First, let me say it has been quite awhile since I have posted any response. Even now I am very reluctant. My husband passed away April 29, 2018. I came to this site when I was in the depths of despair and it has really been a source of needed encouragement. I read the responses and it does help to know that my feelings are not just some crazy illusion. I dont know what I expected after hitting the two year mark but like many of you I seem to be getting worse not better. We were together for 50 years, married 48 years. From the age of 20 to 70(my 38 year old single daughter reminded me this week that no one does that anymore) he was my world. I am having such a hard time. I am fortunate I know to have loving children and grandchildren and a very wonderful support team of family and friends. But they have their lives and challenges to deal with so I purposely avoid sharing how I am really doing. I have had moments where I have been able to smile and savor some of the joys of life. Usually this is when I am with my young grandchildren. But its not long before reality punches me in the gut.

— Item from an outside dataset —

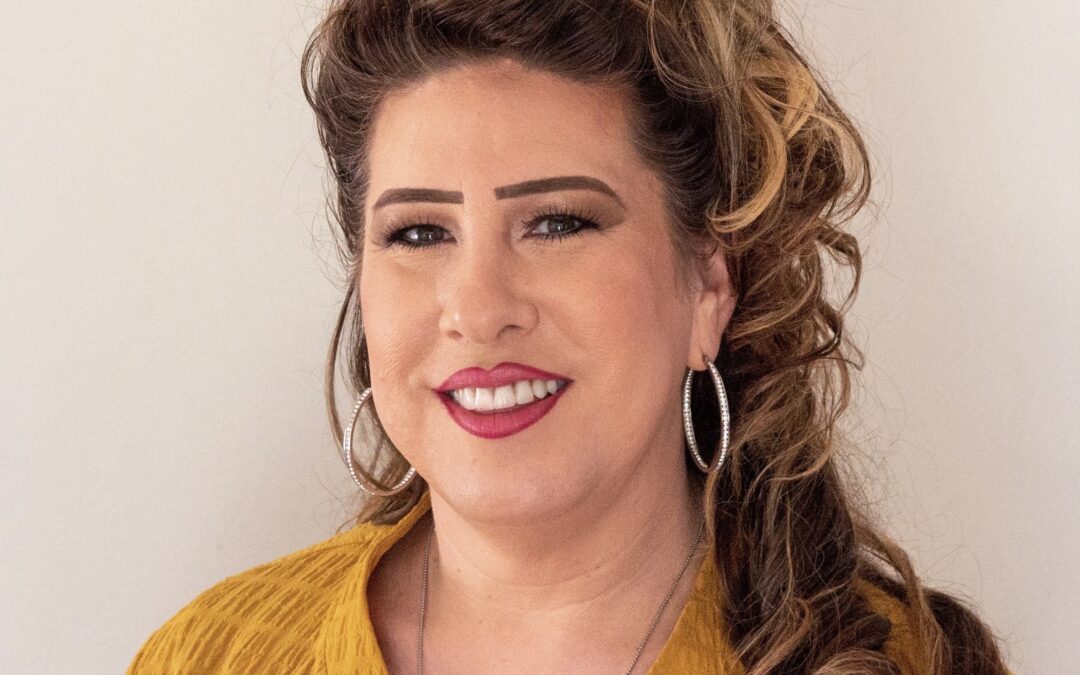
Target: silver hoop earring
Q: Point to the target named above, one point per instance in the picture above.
(725, 420)
(347, 456)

I find myself isolating myself more and more because it is so exhausting pretending to be fine. I literally cry everyday. I think most of you will understand when I say I dont want anyone to feel sorry for me or view these comments with pity. I am truly thankful for the life we shared. I know we were each others one and only true love. Thank you all for being here. May we all find the strength we need to endure this journey with grace and peace.